Doubling down on climate change prediction

For many years, decades really, climatologists, meteorologists, ecologists and other scientists have labored to produce hundreds of reports, studies, books that detail their own field’s view of what’s happening to the Earth’s climate. Thousands of scientists, several decades of work, googolplexes of data, unending discussion and debate – in the end, however, a rather simple consensus: Greenhouse gas levels in the atmosphere are rising, among them man-made CO2, and with them the Earth’s average yearly temperature is rising. It’s called, of course, global warming, and to some extent man-made (anthropocentric) global warming (AGW).

Apparently the consensus hasn’t been enough.

In a few short weeks, since the boneless conference in Copenhagen in January, it seems like the mood for doing something about climate change is turning sour. It isn’t a monumental PR flop, quite yet; but the questionable scientific behavior surrounding “e-mailGate” and “glacierGate” added to the heavily subsidized attacks on science and scientists, have made doubts and ducking responsibility almost respectable. Certainly this is true in the United States and Britain, probably less so but growing elsewhere. Besides, if you’re a policy maker, it’s obviously less expensive and safer (politically) to do nothing now. Anyway, the scientists could be wrong.

Of course the scientists could be wrong. As most people know, forecasting the weather is difficult. Forecasting climate is even more difficult. Forecasting major changes in climate in increments of decades…well, that’s really difficult. That’s why climate scientists and those whose fields are directly involved, look at the decades of data, debate and spar over details, check and recheck their assumptions and almost all of them draw the same conclusion: global warming is happening and carbon dioxide of human creation is a key component. No matter. The public is not ‘getting it.’ Soon, if they haven’t already (like the craven cave-dwellers in the U.S. Congress) the politicians will not ‘get it.’

What’s a climate scientist to do? They can’t hand the public and politicians anything like 100% certainty. They know there will always be a margin for error. There will be disagreements among scientists. There will be screw-ups, and woefully, false data. There can always be discoveries that change the whole conclusion about global warming. Heck, one not so fine morning the Sun may not come up (unforeseen dynamics in the Sun’s fusion process, and it just goes poof); but not bloody likely. So, what are climate scientists to do?

Why, double down, of course. That’s the gamblers’ expression: If you’re losing big, double your bet and go for the big win.
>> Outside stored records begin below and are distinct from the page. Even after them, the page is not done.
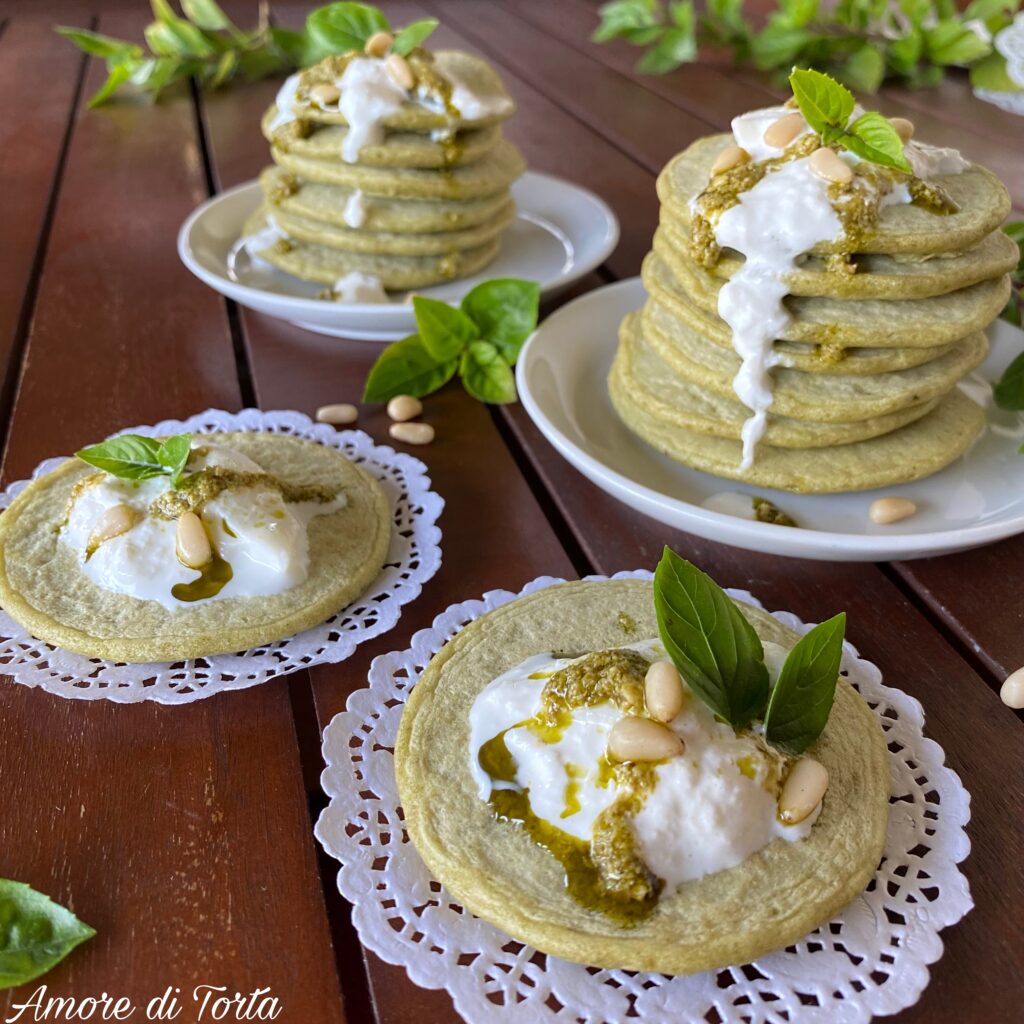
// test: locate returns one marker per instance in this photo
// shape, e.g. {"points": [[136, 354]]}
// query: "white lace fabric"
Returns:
{"points": [[871, 960], [413, 558]]}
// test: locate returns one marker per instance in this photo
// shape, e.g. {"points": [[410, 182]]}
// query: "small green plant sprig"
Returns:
{"points": [[861, 42], [35, 933], [204, 44], [479, 341], [722, 659]]}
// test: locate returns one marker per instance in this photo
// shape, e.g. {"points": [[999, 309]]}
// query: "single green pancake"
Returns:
{"points": [[531, 881], [299, 494]]}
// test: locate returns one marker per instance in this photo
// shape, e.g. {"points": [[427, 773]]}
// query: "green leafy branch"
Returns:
{"points": [[860, 42], [479, 341], [204, 44]]}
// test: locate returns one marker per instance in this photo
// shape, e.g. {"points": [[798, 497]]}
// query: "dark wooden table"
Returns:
{"points": [[184, 835]]}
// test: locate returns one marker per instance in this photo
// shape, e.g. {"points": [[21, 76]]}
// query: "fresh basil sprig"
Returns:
{"points": [[719, 654], [35, 933], [826, 107], [480, 341], [133, 457], [860, 42], [204, 44], [802, 697]]}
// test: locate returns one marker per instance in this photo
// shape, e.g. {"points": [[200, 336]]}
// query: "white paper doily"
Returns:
{"points": [[413, 558], [871, 960]]}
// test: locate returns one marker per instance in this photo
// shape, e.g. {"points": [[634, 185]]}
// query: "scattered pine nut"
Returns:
{"points": [[891, 509], [412, 433], [403, 407], [339, 415]]}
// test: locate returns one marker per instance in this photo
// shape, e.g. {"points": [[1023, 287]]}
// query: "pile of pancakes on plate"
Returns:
{"points": [[425, 205], [882, 331]]}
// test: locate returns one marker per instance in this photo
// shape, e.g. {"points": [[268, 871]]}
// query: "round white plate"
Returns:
{"points": [[561, 231], [561, 377]]}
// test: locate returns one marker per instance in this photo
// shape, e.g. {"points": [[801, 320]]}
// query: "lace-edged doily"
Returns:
{"points": [[413, 558], [872, 958]]}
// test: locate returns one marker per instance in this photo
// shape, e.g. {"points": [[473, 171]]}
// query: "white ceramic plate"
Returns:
{"points": [[561, 377], [561, 231]]}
In blackjack, you do this if the odds (from the first two cards) are in your favor. In the global warming PR game (and this part of it is a game), it means scientists should take the models they use now for predicting the course of global warming – and make them bigger, better, and more comprehensive.
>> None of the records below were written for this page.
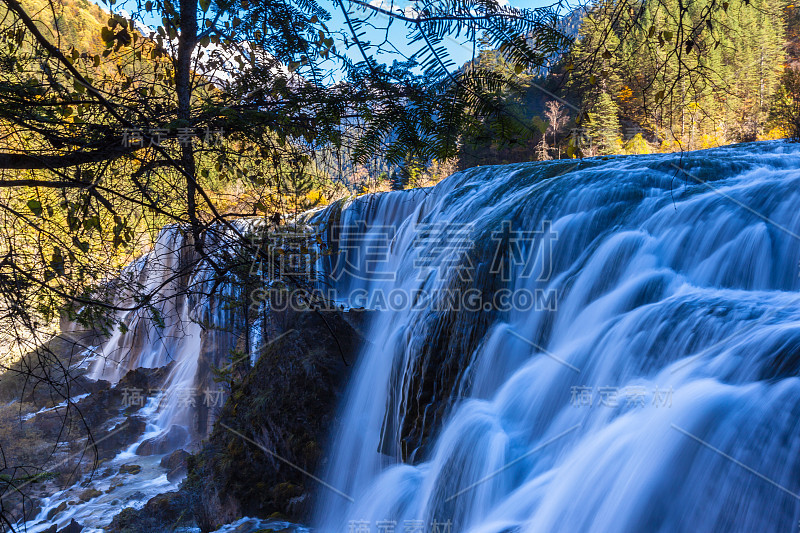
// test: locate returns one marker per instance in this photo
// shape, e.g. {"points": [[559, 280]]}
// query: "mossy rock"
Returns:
{"points": [[89, 494], [130, 469]]}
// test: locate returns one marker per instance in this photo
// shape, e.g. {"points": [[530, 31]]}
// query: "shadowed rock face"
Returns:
{"points": [[174, 437], [286, 404]]}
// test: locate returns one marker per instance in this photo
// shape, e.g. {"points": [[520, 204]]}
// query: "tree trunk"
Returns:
{"points": [[187, 40]]}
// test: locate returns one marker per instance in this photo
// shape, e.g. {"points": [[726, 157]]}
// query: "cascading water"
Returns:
{"points": [[624, 354], [185, 327]]}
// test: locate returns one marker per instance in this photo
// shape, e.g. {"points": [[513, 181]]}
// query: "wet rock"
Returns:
{"points": [[53, 512], [164, 512], [88, 494], [286, 403], [130, 469], [175, 437], [121, 437], [176, 464], [72, 527]]}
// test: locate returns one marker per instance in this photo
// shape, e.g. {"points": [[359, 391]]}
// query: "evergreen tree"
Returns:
{"points": [[603, 125]]}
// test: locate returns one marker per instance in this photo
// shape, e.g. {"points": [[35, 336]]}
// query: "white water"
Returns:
{"points": [[678, 291], [188, 328]]}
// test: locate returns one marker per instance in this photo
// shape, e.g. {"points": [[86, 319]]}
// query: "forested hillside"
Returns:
{"points": [[717, 82]]}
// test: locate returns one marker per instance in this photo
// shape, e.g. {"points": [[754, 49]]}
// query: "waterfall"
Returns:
{"points": [[189, 327], [606, 345]]}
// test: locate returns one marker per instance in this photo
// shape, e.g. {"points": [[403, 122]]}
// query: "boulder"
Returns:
{"points": [[167, 441], [130, 469], [175, 464], [72, 527]]}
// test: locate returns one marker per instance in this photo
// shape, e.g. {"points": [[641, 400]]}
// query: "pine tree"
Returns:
{"points": [[603, 125]]}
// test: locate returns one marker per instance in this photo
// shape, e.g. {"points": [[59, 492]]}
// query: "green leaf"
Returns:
{"points": [[36, 207]]}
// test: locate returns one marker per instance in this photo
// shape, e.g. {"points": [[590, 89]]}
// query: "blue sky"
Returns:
{"points": [[459, 52]]}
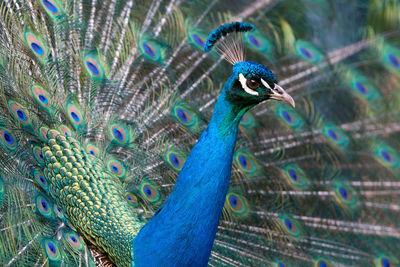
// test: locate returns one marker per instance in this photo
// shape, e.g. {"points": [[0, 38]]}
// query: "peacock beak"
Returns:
{"points": [[279, 94]]}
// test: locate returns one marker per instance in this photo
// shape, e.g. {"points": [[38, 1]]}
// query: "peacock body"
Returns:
{"points": [[123, 142]]}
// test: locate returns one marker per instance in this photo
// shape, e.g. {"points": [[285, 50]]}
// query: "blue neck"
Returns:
{"points": [[183, 232]]}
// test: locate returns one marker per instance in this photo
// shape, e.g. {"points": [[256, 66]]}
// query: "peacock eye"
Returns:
{"points": [[253, 83]]}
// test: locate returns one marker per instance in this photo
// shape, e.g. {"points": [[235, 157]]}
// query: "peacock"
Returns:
{"points": [[194, 133]]}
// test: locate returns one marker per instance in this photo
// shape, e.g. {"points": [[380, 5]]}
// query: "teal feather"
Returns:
{"points": [[103, 102]]}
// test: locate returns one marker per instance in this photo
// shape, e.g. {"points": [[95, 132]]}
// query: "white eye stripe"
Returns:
{"points": [[265, 84], [243, 80]]}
Alternative futures for a warming world

An international team of climate scientists will take a new approach to modeling the Earth’s climate future, according to a paper in 11 February Nature. The next set of models will include, for the first time, tightly linked analyses of greenhouse gas emissions, projections of the Earth’s climate, impacts of climate change, and human decision-making.
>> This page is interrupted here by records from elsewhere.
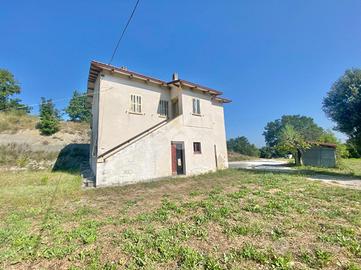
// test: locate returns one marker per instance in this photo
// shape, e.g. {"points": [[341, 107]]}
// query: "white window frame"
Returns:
{"points": [[199, 151], [135, 103], [196, 106], [163, 108]]}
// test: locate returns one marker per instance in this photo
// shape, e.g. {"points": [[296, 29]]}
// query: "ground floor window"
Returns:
{"points": [[163, 108], [197, 149]]}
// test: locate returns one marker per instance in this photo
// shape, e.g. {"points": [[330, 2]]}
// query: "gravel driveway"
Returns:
{"points": [[281, 166]]}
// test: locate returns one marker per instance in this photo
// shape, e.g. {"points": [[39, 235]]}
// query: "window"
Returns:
{"points": [[197, 148], [196, 106], [163, 108], [135, 103]]}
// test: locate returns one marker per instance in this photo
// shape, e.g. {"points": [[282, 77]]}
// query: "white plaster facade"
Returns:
{"points": [[128, 147]]}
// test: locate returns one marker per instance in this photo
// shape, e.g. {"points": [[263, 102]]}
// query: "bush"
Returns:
{"points": [[49, 118]]}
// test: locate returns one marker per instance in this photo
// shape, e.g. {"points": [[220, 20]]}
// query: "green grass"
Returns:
{"points": [[226, 220]]}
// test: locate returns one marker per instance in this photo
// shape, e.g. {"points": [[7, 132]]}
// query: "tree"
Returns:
{"points": [[353, 146], [243, 146], [49, 117], [78, 109], [303, 125], [343, 105], [292, 141], [341, 149], [9, 87]]}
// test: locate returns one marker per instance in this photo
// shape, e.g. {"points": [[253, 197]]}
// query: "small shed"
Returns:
{"points": [[320, 155]]}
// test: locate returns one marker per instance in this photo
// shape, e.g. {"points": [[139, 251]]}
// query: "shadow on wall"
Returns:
{"points": [[72, 157]]}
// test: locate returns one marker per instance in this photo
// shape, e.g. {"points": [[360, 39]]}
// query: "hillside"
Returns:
{"points": [[22, 145]]}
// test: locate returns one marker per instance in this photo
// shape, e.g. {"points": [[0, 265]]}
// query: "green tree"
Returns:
{"points": [[78, 108], [49, 117], [9, 86], [343, 105], [243, 146], [303, 125], [353, 146], [341, 149], [292, 141]]}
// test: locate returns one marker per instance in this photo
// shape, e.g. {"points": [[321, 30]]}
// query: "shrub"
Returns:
{"points": [[49, 118]]}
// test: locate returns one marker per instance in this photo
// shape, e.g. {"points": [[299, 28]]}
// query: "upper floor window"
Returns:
{"points": [[196, 106], [197, 149], [135, 103], [163, 109]]}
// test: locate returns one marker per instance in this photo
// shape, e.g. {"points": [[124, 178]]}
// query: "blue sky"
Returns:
{"points": [[271, 57]]}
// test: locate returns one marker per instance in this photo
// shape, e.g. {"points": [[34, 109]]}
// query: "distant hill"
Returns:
{"points": [[22, 145]]}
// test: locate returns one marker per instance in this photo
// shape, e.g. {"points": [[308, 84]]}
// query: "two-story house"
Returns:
{"points": [[145, 128]]}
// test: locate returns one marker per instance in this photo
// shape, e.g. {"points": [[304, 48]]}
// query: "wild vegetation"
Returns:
{"points": [[342, 105], [231, 219]]}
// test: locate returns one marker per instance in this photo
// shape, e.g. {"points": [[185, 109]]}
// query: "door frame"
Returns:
{"points": [[173, 155]]}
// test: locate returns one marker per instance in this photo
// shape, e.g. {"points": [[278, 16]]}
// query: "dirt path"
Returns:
{"points": [[281, 166]]}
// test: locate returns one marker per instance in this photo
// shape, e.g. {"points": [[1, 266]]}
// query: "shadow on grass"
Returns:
{"points": [[71, 158], [310, 172]]}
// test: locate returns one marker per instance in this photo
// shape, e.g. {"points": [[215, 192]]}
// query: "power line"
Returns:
{"points": [[123, 32], [21, 107]]}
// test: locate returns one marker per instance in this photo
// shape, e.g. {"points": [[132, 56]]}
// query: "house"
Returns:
{"points": [[144, 128], [320, 155]]}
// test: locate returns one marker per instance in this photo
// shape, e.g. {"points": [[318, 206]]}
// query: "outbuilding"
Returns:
{"points": [[320, 155]]}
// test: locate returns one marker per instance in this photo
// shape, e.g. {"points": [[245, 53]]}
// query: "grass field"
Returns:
{"points": [[231, 219]]}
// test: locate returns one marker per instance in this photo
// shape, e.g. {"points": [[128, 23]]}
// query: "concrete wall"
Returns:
{"points": [[149, 156], [320, 156], [117, 123], [94, 127]]}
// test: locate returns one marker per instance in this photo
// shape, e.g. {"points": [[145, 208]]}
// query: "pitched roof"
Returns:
{"points": [[97, 67]]}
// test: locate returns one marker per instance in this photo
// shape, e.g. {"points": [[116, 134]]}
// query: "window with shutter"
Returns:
{"points": [[135, 103]]}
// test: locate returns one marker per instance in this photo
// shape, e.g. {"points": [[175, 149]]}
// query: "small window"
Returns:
{"points": [[197, 148], [196, 106], [135, 103], [163, 108]]}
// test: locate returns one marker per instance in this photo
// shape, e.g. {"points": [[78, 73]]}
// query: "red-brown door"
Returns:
{"points": [[177, 158], [174, 158]]}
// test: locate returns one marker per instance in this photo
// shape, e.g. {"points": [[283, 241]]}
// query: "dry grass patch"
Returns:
{"points": [[226, 220]]}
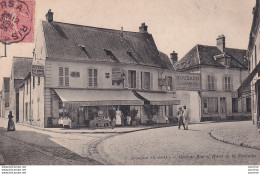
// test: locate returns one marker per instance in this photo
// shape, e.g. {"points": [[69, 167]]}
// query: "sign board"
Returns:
{"points": [[187, 81], [38, 70]]}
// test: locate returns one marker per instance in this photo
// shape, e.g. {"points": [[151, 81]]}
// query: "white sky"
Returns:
{"points": [[176, 25]]}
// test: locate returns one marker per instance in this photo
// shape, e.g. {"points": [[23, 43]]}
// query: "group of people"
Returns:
{"points": [[183, 117]]}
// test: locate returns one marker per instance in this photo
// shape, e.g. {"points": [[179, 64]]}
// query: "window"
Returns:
{"points": [[92, 77], [211, 84], [169, 83], [146, 80], [227, 83], [234, 105], [210, 105], [33, 81], [63, 76], [132, 79], [248, 104]]}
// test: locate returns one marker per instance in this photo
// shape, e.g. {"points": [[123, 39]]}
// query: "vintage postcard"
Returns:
{"points": [[129, 82]]}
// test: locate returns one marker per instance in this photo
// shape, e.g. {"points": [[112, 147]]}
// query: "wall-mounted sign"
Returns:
{"points": [[75, 74], [187, 81], [38, 70]]}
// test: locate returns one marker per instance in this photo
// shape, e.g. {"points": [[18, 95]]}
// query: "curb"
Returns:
{"points": [[230, 142], [2, 161]]}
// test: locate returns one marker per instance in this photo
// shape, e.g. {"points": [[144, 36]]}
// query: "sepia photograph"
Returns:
{"points": [[129, 82]]}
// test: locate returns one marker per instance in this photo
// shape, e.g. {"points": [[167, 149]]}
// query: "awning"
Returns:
{"points": [[158, 98], [247, 81], [98, 97]]}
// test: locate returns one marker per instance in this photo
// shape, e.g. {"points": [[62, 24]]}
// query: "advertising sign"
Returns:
{"points": [[187, 81]]}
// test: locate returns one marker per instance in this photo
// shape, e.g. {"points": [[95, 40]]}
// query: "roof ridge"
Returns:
{"points": [[107, 29]]}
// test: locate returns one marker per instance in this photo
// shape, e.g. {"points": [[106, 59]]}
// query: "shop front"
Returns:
{"points": [[98, 108]]}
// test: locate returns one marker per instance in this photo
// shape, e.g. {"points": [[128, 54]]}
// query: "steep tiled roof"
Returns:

This approach will influence the next international scientific assessment undertaken by the Intergovernmental Panel on Climate Change (IPCC). It will provide the framework for thousands of individual scientific studies on climate impacts and adaptation, climate modeling, and changes in the way societies generate and use energy.

The scientists called each of [four principal] futures a “representative concentration pathway,” or RCP. Many independent groups of scientists will use the RCPs in climate models to project changes in a range of climate conditions including temperature, precipitation and extreme events. In addition to focusing on the usual century-long time scales typical for climate studies, one set of experiments will focus intensively on the next few decades to provide better information on regional changes and extreme events, thus aiding decision-makers in planning adaptations to new, imminent conditions.

An essential aspect of the new climate analysis process is the integration of different types of computer models and studies. This is possible because of the open-ended nature of the process and a new sequence for research: rather than treat each problem one at a time, researchers will work to integrate the models at certain points in the process, using the RCPs as a framework.

[Source: EurekAlert]

Got that? Especially the part about RCPs? It means that not only will these climate models, for the first time really, include feed-back from what is actually happening in the climate, but also the effects of human decision making. The new models should not only include new types of information, but the predictions they produce should be much more fine-grained to include the impact of global warming on natural resources, human health, coastal infrastructure, ecosystems and other sectors. Finally, the new approach means that the models will provide a framework in which scientists can perform their research…(unstated) so it can have the most bang for the buck. In short, make predictions that will influence policy makers to do something.

I suppose many scientists thought that’s what they’ve been doing all along.

Is there a risk this is going to generate more scenarios for people not to believe in?

Other scientist will immediately bristle and say “We got into trouble by trying to stack the data for the best argument. This is just increasing the risk.”

More risk, more visibility, and bigger stakes: If this doesn’t all add up to doubling down on the science, what does?